O diagnóstico adorniano da filosofia contemporânea – Bergson, Husserl, Sartre, Heidegger – evidencia esta pretensão de conferir sentido à realidade por meio de sua antecipação em categorias subjetivas. Em outras palavras, a filosofia contemporânea resolve a dialética de sujeito e objeto no sujeito. Um diagnóstico análogo conduz também a uma interpretação singular do idealismo alemão, segundo a qual a força da mediação subjetiva da objetividade teria impedido a formulação de qualquer ontologia neste período da história da filosofia. Na filosofia moderna, a ontologia seria índice da impotência do sujeito em satisfazer a pretensão de conferir sentido à objetividade. O projeto da Dialética negativa não é, contudo, negar legitimidade a tal pretensão, descartando-a como mera ideologia, para então instaurar uma nova maneira de pensar para além das aporias da tradição. Tal pretensão constituiu o pensamento na sua história e permanece constituindo-o no presente, na medida em que tal pensamento representa também a história da sociedade atual. Mas retomá-la simplesmente seria ideologia; negá-la, por outro lado, seria ignorar a própria historicidade do pensamento como algo formado nessa tradição. A auto-reflexão do pensamento proposta pela Dialética negativa se traduz então no confronto dessa pretensão com a impossibilidade atual de sua realização.
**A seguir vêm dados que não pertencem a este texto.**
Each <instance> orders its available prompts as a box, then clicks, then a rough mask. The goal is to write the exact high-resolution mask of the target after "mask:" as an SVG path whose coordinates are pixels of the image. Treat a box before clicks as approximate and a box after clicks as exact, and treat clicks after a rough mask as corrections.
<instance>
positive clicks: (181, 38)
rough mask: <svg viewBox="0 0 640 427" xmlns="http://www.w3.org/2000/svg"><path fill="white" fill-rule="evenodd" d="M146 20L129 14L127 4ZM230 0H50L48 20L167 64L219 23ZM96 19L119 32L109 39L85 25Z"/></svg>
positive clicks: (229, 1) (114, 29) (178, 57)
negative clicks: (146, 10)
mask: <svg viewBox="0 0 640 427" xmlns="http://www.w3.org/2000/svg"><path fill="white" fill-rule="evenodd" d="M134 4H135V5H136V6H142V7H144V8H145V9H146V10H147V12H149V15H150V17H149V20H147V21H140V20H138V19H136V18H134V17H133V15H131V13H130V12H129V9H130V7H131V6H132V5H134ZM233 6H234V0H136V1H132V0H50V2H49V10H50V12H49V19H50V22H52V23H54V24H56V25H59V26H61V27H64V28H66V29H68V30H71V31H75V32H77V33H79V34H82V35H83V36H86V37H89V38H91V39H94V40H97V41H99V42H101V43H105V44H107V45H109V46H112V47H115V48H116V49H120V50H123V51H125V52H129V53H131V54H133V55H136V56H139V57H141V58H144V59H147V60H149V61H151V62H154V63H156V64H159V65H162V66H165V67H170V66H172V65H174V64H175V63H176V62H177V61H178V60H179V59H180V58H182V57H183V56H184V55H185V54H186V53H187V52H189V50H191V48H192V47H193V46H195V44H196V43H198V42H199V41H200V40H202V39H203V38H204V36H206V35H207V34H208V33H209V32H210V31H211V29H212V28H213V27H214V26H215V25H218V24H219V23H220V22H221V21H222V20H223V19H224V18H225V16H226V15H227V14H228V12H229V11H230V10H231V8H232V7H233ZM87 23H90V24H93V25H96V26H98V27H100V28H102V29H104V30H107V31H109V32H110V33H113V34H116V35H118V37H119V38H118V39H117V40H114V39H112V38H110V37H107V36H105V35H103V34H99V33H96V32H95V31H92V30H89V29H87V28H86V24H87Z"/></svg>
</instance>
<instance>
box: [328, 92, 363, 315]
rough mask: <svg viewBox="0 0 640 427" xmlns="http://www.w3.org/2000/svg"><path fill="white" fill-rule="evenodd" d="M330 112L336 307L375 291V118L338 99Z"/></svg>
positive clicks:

A organização do livro é um registro de tal confronto. Ele ocorre, primeiramente, na crítica à ontologia heideggeriana, como o projeto de satisfazer uma carência ontológica que, em princípio, é uma manifestação legítima da fraqueza do sujeito contemporâneo em realizar o que ainda parecia possível na época do idealismo alemão. Na seqüência, por meio do confronto reiterado com Kant e Hegel, Adorno apresenta os três modelos de pensamento nos quais a Dialética negativa enfrenta as pretensões de verdade da filosofia prática, da filosofia da história e da metafísica. Como Adorno expõe neste último modelo, teses metafísicas segundo as quais o verdadeiro é o eterno e a realidade é dotada de sentido são desmentidas por catástrofes como Auschwitz e a perpetuação do sofrimento físico. A própria idéia de verdade não é pensável, contudo, caso esvaziada de toda pretensão metafísica. Um momento especulativoéimprescindível ao pensamento insatisfeito com a ordem vigente das coisas. Embora Adorno se recuse a legitimar a metafísica como um modo de apresentar questões últimas como as de verdade e sentido, ele também não nega sua imprescindibilidade ao pensamento por meio da inauguração de um pensamento pretensamente pós-metafísico. No interior da Dialética negativa, ambas as alternativas recairiam em idealismo, pois passariam ao largo da própria configuração histórica do pensamento como algo que veio a ser sob certas circunstâncias. A dialética só poderia ser considerada materialista caso fosse capaz de, paradoxalmente, salvar a pretensão de verdade da metafísica ao confrontá-la com sua caducidade. Somente ao pensamento que reflete criticamente sobre esta pretensão, avaliando-a tanto pela sua imprescindibilidade como pela sua insuficiência, seria reservada a possibilidade de expor o que escapa à identidade do conceito.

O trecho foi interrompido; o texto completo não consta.